Thanks for catching this case. Fix for this looks good to me. 
I have verified on my setup. w/o this patch it indeed can cause
corruption in the unshare case, since we don't read the disk contents
and we might end up writing garbage from the page cache.

Reviewed-by: Ritesh Harjani (IBM) <ritesh.list@xxxxxxxxx>

>
>
> diff --git a/fs/iomap/buffered-io.c b/fs/iomap/buffered-io.c
> index ae8673ce08b1..0350830fc989 100644
> --- a/fs/iomap/buffered-io.c
> +++ b/fs/iomap/buffered-io.c
> @@ -640,11 +640,13 @@ static int __iomap_write_begin(const struct iomap_iter *iter, loff_t pos,
>  	size_t poff, plen;
>  
>  	/*
> -	 * If the write completely overlaps the current folio, then
> +	 * If the write or zeroing completely overlaps the current folio, then
>  	 * entire folio will be dirtied so there is no need for
>  	 * per-block state tracking structures to be attached to this folio.

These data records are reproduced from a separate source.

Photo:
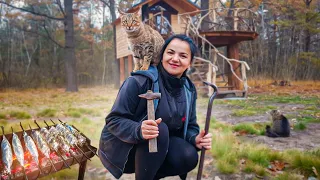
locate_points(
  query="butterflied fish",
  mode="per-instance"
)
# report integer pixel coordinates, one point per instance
(6, 154)
(18, 149)
(31, 146)
(41, 144)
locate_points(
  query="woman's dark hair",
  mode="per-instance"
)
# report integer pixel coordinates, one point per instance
(182, 37)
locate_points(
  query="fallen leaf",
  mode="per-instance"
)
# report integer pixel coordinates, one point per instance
(315, 171)
(242, 161)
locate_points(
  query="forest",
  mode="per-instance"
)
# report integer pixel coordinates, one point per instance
(70, 43)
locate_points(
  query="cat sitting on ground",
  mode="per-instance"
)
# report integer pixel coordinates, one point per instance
(144, 41)
(280, 125)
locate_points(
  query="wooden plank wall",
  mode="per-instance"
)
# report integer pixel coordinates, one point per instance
(122, 42)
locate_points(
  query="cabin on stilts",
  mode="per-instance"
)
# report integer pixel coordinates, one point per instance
(212, 28)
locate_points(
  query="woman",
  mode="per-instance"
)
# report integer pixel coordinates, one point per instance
(124, 139)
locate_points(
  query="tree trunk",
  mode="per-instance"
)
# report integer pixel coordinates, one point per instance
(70, 59)
(115, 63)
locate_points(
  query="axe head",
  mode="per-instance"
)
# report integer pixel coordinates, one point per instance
(150, 95)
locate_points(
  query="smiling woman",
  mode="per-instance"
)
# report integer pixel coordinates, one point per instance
(177, 57)
(124, 139)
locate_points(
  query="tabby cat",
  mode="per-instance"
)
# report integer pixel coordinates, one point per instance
(280, 125)
(144, 41)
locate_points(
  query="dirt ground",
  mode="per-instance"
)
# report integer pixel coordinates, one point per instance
(303, 140)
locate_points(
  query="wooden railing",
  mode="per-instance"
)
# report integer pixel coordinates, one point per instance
(221, 19)
(164, 28)
(218, 19)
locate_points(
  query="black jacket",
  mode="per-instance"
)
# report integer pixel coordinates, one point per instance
(122, 128)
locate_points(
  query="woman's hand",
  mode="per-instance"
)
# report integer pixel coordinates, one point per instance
(203, 140)
(149, 128)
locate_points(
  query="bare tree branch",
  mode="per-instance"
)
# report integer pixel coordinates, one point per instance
(32, 12)
(60, 7)
(49, 36)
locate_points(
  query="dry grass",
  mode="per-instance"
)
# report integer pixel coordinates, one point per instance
(297, 87)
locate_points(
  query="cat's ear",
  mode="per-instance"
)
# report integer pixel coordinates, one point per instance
(120, 12)
(138, 12)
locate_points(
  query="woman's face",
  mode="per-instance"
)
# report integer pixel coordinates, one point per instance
(176, 57)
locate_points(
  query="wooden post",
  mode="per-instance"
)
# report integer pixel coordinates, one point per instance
(214, 73)
(209, 74)
(233, 53)
(235, 18)
(121, 70)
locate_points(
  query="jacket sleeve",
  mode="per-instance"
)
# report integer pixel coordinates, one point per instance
(120, 121)
(193, 127)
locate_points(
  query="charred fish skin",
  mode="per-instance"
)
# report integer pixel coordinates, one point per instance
(7, 158)
(18, 149)
(31, 146)
(81, 139)
(41, 144)
(63, 144)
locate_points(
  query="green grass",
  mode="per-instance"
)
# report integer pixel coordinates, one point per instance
(3, 123)
(78, 112)
(249, 128)
(20, 114)
(308, 119)
(251, 110)
(72, 112)
(311, 100)
(303, 161)
(85, 121)
(47, 113)
(300, 126)
(288, 176)
(2, 116)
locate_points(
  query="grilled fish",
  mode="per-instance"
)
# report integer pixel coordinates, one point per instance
(18, 149)
(31, 146)
(41, 144)
(6, 154)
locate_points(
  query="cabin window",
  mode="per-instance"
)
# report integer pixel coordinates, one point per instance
(163, 24)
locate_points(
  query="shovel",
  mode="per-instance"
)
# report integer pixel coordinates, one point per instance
(206, 128)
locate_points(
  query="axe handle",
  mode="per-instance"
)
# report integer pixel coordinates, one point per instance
(152, 142)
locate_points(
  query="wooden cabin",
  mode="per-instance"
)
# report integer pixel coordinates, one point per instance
(210, 27)
(150, 10)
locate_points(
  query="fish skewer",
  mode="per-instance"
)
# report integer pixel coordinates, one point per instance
(52, 143)
(18, 151)
(81, 139)
(31, 146)
(42, 146)
(71, 139)
(61, 141)
(6, 150)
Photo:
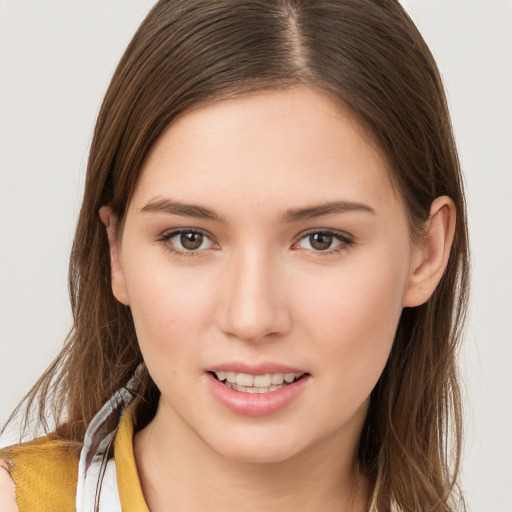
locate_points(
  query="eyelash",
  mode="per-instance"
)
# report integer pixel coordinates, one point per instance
(344, 239)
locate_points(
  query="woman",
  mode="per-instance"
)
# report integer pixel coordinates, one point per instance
(269, 274)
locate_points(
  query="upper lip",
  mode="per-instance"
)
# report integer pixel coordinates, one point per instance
(255, 368)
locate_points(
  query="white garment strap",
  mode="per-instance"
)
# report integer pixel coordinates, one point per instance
(97, 475)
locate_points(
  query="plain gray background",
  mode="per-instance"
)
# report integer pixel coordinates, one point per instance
(56, 59)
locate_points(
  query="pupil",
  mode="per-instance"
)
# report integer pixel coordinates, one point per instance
(191, 241)
(320, 241)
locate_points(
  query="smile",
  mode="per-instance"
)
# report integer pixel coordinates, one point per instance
(258, 393)
(247, 383)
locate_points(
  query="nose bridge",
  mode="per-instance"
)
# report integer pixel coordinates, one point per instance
(254, 303)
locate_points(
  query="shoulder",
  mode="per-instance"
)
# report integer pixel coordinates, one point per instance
(7, 490)
(43, 472)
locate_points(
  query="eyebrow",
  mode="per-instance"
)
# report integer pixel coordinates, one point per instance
(296, 214)
(293, 215)
(178, 208)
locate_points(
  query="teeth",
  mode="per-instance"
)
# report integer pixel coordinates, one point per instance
(256, 383)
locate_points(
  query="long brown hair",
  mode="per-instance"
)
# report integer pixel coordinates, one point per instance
(369, 57)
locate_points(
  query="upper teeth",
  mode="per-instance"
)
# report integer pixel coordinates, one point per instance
(258, 381)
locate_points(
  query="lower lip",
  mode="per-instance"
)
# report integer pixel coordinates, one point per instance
(256, 404)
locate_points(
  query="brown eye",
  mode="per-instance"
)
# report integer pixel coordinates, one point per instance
(320, 241)
(191, 241)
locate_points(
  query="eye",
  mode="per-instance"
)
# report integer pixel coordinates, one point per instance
(187, 240)
(324, 241)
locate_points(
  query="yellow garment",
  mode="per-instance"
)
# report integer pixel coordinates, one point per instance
(45, 472)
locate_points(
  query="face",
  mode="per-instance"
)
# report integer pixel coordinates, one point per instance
(264, 244)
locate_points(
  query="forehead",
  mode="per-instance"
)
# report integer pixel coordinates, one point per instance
(282, 147)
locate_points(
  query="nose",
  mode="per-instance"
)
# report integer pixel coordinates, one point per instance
(254, 305)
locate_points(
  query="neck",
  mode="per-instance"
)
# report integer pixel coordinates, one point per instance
(178, 471)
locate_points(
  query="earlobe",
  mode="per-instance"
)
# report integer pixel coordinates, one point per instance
(109, 220)
(431, 253)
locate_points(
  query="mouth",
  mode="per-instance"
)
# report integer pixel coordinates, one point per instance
(256, 384)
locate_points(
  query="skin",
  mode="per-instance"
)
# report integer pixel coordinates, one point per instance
(258, 291)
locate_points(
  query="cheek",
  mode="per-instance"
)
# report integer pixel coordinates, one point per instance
(353, 318)
(170, 307)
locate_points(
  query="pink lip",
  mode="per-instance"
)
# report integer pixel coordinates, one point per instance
(260, 404)
(254, 369)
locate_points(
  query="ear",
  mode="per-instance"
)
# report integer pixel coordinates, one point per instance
(431, 253)
(109, 220)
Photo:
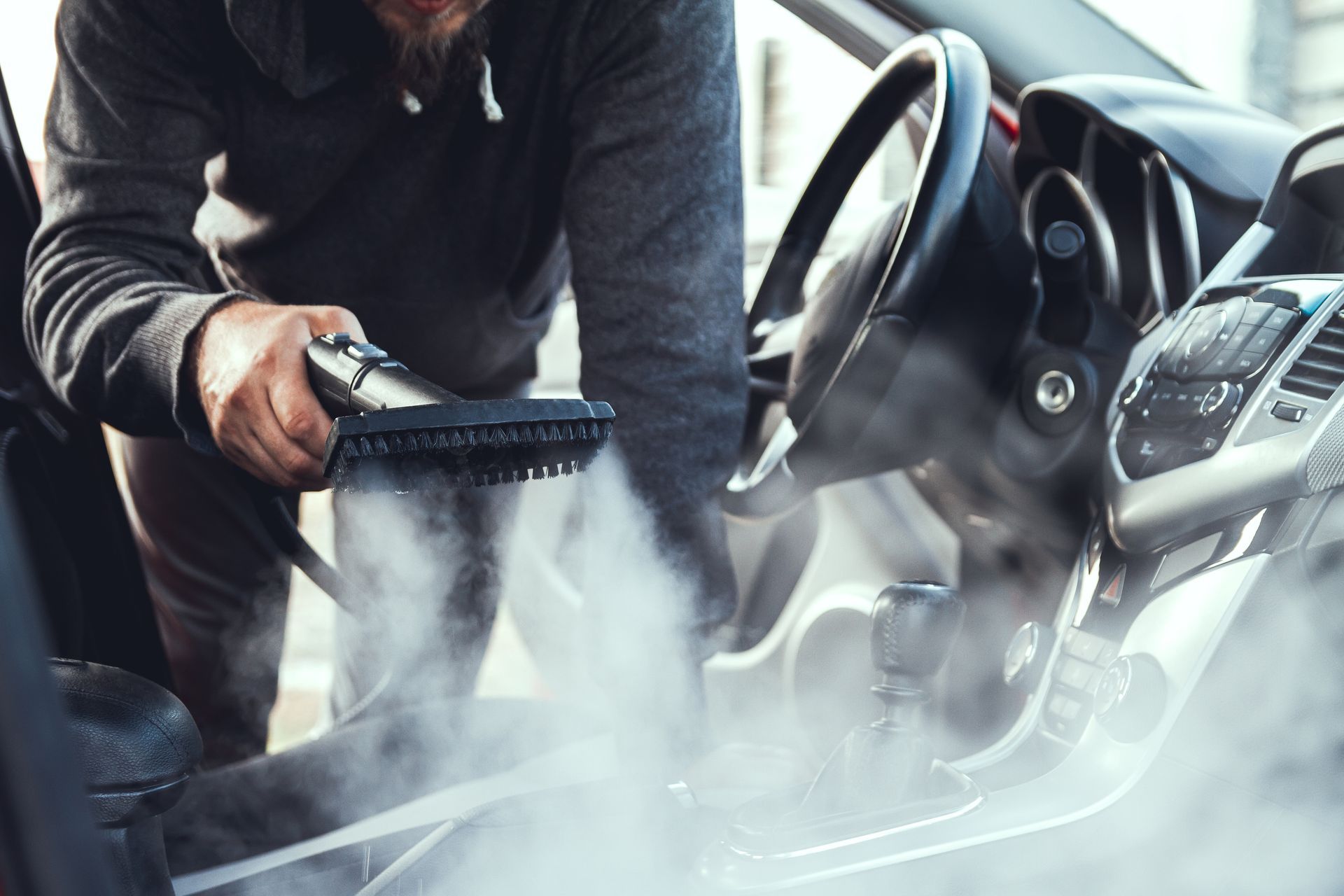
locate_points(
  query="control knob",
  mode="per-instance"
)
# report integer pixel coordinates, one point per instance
(1130, 697)
(1221, 405)
(1027, 654)
(1133, 399)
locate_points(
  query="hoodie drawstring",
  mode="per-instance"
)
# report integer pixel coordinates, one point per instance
(491, 106)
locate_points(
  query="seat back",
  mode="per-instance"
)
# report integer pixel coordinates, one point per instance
(69, 514)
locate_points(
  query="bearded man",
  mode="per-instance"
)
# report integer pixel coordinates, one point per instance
(227, 179)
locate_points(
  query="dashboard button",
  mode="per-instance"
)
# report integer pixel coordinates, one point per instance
(1288, 412)
(1247, 365)
(1257, 314)
(1262, 342)
(1281, 318)
(1205, 336)
(1084, 645)
(1077, 675)
(1222, 365)
(1243, 335)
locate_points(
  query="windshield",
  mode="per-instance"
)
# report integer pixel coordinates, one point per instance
(1281, 55)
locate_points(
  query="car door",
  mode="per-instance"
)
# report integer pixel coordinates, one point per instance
(55, 465)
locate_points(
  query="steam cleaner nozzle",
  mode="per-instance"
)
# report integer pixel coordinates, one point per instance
(397, 431)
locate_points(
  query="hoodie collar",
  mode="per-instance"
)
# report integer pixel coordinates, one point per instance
(305, 54)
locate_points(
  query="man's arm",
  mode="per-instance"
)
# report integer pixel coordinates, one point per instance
(654, 216)
(111, 312)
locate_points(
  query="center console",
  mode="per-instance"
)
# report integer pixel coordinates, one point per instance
(1191, 637)
(1183, 406)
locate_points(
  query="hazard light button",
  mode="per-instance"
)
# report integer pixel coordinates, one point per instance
(1114, 589)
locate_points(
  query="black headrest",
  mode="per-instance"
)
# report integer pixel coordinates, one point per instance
(136, 741)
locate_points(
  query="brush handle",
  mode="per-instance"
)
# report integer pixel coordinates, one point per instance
(353, 378)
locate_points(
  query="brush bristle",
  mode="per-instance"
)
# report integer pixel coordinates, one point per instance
(467, 456)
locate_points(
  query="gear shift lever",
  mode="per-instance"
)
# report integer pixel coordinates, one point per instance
(889, 762)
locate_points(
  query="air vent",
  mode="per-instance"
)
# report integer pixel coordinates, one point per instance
(1320, 370)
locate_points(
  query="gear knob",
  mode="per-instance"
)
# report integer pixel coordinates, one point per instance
(913, 628)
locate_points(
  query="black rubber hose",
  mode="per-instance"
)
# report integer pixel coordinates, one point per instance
(284, 531)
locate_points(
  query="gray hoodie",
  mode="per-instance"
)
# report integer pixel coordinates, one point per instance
(201, 149)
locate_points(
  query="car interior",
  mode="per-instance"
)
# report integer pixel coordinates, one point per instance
(1038, 524)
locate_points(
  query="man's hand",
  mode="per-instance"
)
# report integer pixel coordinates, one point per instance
(253, 379)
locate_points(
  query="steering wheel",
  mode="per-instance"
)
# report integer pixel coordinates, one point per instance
(843, 349)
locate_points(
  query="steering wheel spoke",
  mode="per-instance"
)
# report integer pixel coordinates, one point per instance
(813, 358)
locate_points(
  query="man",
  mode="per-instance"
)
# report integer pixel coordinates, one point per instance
(230, 178)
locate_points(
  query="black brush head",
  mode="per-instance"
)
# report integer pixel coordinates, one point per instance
(465, 444)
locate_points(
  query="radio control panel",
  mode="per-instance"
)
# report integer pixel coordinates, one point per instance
(1180, 410)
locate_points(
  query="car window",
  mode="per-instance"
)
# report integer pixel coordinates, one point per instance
(1281, 55)
(797, 90)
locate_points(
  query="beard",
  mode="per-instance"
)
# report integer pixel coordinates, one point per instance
(429, 55)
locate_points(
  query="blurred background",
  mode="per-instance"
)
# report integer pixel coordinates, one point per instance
(1280, 55)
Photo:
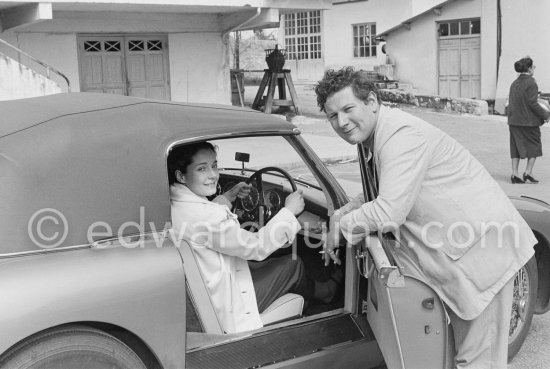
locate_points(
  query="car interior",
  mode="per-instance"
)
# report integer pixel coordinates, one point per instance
(273, 179)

> +	 * For the unshare case, we must read in the ondisk contents because we
> +	 * are not changing pagecache contents.
>  	 */
> -	if (pos <= folio_pos(folio) &&
> +	if (!(iter->flags & IOMAP_UNSHARE) && pos <= folio_pos(folio) &&
>  	    pos + len >= folio_pos(folio) + folio_size(folio))
>  		return 0;
>